The Lieutenant Governor's Office found Durham's name while checking signatures against voter registration forms. But UEG advocates wonder how the Provo Daily Herald got wind of it about the same time as the A.G., then lost interest when it was deemed to be a forgery. Later, the forged electronic signature was traced to a member of the Utah House of Representatives.

And why did House Speaker Becky Lockhart, who clearly is making preliminary moves to run for governor in 2016, refuse to return my six voice messages and three text messages to her cellphone and my call to her receptionist at the House when I was first working on the forgery story that ran in my column May 31?

After all, Lockhart earlier had told me to call her any time.

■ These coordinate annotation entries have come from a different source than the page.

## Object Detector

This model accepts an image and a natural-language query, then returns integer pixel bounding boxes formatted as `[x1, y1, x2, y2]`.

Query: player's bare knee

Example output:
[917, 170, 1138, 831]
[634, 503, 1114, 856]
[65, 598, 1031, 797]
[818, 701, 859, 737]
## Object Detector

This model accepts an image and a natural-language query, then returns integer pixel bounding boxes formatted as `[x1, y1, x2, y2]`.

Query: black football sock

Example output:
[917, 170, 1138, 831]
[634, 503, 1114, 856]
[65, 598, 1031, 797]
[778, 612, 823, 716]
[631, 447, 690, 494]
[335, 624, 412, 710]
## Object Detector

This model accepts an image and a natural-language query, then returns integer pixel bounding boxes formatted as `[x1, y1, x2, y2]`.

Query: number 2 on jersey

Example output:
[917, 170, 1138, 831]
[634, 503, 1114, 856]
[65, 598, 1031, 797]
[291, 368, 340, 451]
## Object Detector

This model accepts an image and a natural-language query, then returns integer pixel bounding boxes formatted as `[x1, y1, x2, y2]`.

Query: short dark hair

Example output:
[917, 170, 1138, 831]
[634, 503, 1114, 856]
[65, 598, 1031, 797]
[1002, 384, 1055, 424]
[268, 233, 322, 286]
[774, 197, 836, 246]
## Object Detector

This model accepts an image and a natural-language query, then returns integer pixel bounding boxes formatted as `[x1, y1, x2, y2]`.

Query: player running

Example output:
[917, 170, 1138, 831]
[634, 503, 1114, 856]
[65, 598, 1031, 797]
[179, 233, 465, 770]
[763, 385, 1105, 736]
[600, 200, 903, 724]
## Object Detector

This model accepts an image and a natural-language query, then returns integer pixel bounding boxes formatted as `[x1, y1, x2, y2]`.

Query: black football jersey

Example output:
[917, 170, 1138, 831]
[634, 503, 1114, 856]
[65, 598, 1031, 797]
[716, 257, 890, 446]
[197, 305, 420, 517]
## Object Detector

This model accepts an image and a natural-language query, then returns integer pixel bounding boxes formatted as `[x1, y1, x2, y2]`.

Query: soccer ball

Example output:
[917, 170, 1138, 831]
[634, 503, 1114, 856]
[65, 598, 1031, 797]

The speaker, who represents a district in Provo, has had a cozy relationship with the Provo Daily Herald. She and other Utah County Republicans were treated favorably by that paper when they were under scrutiny for having a taxpayer-funded technical college build a float for the Utah County Republican Party for Provo's July 4 parade.

She later hired Daily Herald political reporter Joe Pyrah to be her House chief of staff when she was elected speaker.

Former Rep. David Clark, R-Santa Clara, was the House speaker in March of 2010 when the alleged forgery took place. But Lockhart was the speaker last summer when Durham's purported electronic signature was discovered.

The A.G.'s office initially began an investigation into the alleged forgery, but it eventually was turned over to the Salt Lake County District Attorney's Office, and the FBI eventually joined on.

Members of the Republican majority in the Legislature were vociferous in their opposition to the efforts to get a comprehensive ethics reform law on the ballot. Lawmakers passed a bill in the middle of the petition drive that required more signatures than were required when the drive began.

And state attorneys engaged in heated legal battles with UEG over several issues to determine the legitimacy of many of the signatures.